Anwälte suchten keineswegs immer den Streit vor Gericht – oft verhinderten sie ihn durch frühzeitige Beratung ihres Mandanten, sagt Fritz Rothenbühler, der den 125-jährigen Bernischen Anwaltsverband präsidiert hat.

«Lügen haben kurze Beine», sagt Rechtsanwalt Fritz Rothenbühler.
«Lügen haben kurze Beine», sagt Rechtsanwalt Fritz Rothenbühler.
Adrian Moser

Herr Rothenbühler, die Polizei führt mich am späten Sonntagabend auf die Wache und konfrontiert mich mit einem schweren Vorwurf. Was soll ich in diesem Moment tun?

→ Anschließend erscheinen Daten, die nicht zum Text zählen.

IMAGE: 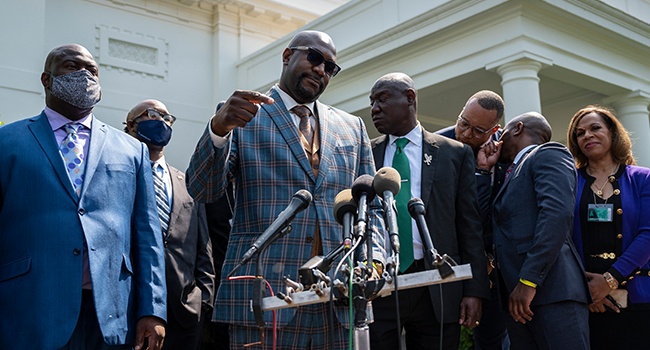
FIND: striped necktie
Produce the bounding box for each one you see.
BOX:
[61,124,86,197]
[151,162,171,242]
[291,105,314,145]
[393,138,414,273]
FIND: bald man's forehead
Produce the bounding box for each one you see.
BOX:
[44,45,97,75]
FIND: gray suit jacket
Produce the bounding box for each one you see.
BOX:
[370,128,490,323]
[165,164,214,328]
[492,142,590,306]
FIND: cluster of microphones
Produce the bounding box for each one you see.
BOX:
[228,167,438,277]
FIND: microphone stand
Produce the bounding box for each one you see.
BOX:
[248,224,291,328]
[418,221,456,278]
[350,220,385,350]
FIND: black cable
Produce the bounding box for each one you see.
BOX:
[393,254,402,350]
[438,283,445,350]
[329,276,336,348]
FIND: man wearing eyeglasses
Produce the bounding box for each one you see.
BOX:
[436,90,510,350]
[182,31,385,350]
[124,100,215,350]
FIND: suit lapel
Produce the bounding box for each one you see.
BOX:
[29,112,79,203]
[492,147,536,203]
[420,128,439,203]
[261,89,316,183]
[81,116,108,196]
[310,101,337,188]
[167,164,186,236]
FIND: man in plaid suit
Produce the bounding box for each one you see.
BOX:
[187,31,385,349]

Polizei und Staatsanwaltschaften haben eine Liste mit Namen von Anwälten, die Pikett haben. Wenn Sie keinen privaten Anwalt haben, wird Ihnen einer aus dieser Liste beigeordnet. Die 2011 in Kraft getretene Schweizerische Strafprozessordnung gibt dem Angeschuldigten bei einem Vorwurf von einer gewissen Schwere bereits für das polizeiliche Ermittlungsverfahren das Recht auf einen Anwalt der ersten Stunde.

Die Mitglieder des Bernischen Anwaltsverbandes (BAV) stehen auf dieser Liste – eine gute Gelegenheit, sich Klienten zuzuschanzen?

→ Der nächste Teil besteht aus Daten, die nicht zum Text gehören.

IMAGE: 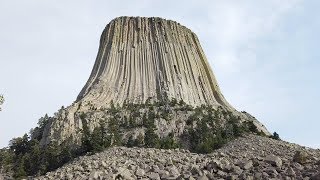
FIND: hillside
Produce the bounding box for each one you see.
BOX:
[36,135,320,180]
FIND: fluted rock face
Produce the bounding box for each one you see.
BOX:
[77,17,231,108]
[40,17,270,145]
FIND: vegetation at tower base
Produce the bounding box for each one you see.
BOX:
[0,99,270,178]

Das ist nicht der Grund. Vielmehr hat in einem Rechtsstaat ein Angeschuldigter das Recht auf eine Vertretung, die sicherstellt, dass auch Entlastendes ins Verfahren eingebracht wird.

Kritiker sagen, wenn die Polizei keine Möglichkeit habe, einen Verdächtigen auszuquetschen, bevor er sich eine Version zurechtgelegt habe, erschwere dies die Ermittlung.

Was ist ausquetschen? Häufig sind Angeschuldigte bei der ersten polizeilichen Einvernahme aufgeregt. Darum ist es wichtig, dass die Fragen korrekt gestellt und gemachte Aussagen richtig aufgenommen werden, denn später werden sie immer wieder herangezogen, auch in der Gerichtsverhandlung. Aussagen unter Zwang sind nicht verwertbar.

Der Volksmund spricht von Juristenfutter, wenn etwas kompliziert ist. Oft wird gesagt, Juristen machten es absichtlich kompliziert, damit es kein Laie selber verstehen könne.

Die Gesellschaft wird nicht durch Anwälte kompliziert gemacht, sondern weil es ständig neue Gebiete gibt, die geregelt werden müssen. Auch das enge Zusammenleben schafft mehr Regelungsbedarf. In einem demokratischen Rechtsstaat sollen Konflikte und Rechtsverstösse nicht mit dem Faustrecht, sondern auf zivilisierte Weise geregelt und geahndet werden.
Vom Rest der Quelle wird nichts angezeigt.